And where was our Harry when Germany were systematically, surgically, dissecting the Socceroos? On the bench. Where he was always likely to start the World Cup. No sign of him on the field with the rest of the subs in the warm-up and in the end he didn’t take the field.

In between he was seen warmly embracing a member of the German coaching staff at half-time, and then smiling, chatting to family and friends at the fence after the final whistle. If the catastrophe that unfolded before his eyes upset him, there were no outward signs of distress.

Pim Verbeek gambled on selecting Kewell for this tournament. Right now, the gamble hasn’t paid off. Don’t worry, came the message from the coach throughout the build-up, he’ll be right to play the opening game. He wasn’t. If he can’t even complete a proper warm-up with the other players, how could he have been?

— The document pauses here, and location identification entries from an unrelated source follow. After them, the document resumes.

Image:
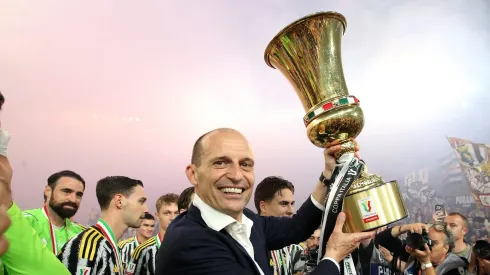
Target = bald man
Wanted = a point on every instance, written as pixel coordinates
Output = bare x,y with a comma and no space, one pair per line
222,236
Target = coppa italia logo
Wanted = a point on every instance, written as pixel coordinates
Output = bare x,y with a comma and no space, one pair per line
84,271
367,206
368,210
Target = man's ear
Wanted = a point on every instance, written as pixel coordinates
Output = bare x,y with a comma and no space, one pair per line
263,207
119,201
48,192
191,173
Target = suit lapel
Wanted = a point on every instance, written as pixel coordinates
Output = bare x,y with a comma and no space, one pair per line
195,214
240,247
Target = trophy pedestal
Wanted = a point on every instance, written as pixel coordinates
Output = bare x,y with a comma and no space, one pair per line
372,203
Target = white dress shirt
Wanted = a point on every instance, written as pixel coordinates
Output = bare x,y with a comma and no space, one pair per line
240,231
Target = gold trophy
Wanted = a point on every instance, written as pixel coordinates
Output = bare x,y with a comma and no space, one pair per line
308,53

There was always going to be a point where the talk became cheap. More than that, irrelevant. Well that point has arrived. No doubt there will be plenty of headlines over the next few days about King Kewell coming to the rescue. By accident, or design, he seems to embrace the role of saviour. Well this time it’s not about Harry saving Australia. It’s about Harry saving what’s left of his international career.

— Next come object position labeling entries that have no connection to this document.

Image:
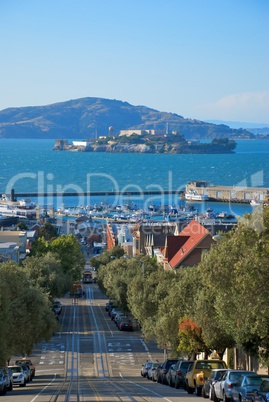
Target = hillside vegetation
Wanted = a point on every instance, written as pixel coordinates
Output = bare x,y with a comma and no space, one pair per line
91,117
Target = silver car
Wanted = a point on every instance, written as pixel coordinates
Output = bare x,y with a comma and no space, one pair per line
247,387
223,388
18,375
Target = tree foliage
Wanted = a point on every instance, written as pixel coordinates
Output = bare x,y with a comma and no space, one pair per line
25,315
226,296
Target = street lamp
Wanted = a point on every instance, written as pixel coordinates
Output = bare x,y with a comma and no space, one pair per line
142,264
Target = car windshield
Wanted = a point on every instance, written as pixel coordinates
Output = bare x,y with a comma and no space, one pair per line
16,369
264,386
253,381
234,376
22,362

Guus Hiddink never indulged Kewell, and given his chronic injury list you can’t imagine he would be playing in his second World Cup if the Dutch Master was still in charge. However, the Dutch Apprentice has obliged him at every turn. In return, Verbeek has got one influential performance out of his star man since he took over. Against Iraq, in Brisbane, where he led the line with enthusiasm, energy, and – most of all – courage. Since then, Kewell has basically been a myth.

On Saturday (midnight, AEST), in Rustenburg, he gets the chance to prove he’s got something left to give. At times in his career, Kewell has been a genuine star. And his long, arduous battle to keep his body together remains a tribute to his bravery, and resilience. But he’s never been able to accept his diminished circumstances. Instead, he’s chosen to deflect the scrutiny with hype. Kewell Inc is on the way up. Kewell, football player, is on the way down. And has been for years.

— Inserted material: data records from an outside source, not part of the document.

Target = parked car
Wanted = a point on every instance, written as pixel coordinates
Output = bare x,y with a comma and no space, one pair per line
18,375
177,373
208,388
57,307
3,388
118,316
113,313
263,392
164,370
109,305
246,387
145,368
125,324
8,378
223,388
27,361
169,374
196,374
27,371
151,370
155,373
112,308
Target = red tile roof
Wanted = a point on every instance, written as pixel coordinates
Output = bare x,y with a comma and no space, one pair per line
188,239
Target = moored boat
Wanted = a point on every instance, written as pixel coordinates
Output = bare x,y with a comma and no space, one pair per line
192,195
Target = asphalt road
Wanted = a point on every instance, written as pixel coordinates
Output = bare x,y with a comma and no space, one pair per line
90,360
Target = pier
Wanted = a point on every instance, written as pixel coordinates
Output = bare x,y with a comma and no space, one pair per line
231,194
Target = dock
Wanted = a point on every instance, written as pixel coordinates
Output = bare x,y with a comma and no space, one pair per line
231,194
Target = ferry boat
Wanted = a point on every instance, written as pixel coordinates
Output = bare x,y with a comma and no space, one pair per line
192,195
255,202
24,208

Now there is nowhere left to hide. If he’s got any petrol left in the tank, he’s got to show it, against Ghana. Preferably by starting the game, and finishing it. Preferably by providing a point of difference. Preferably by giving glimpses of the Harry of old. Anything less, and there’s no more excuses. None.

If the Socceroos lose to the Black Stars, they’re out of contention. With a new coach coming on board, there’ll be a broom swept through a squad creaking at the joints. Believe it or not, Kewell is likely to be part of the clean out. A few years ago that was unthinkable. But a few years is a long time in football. ‘Our Harry’ knows that better than anyone.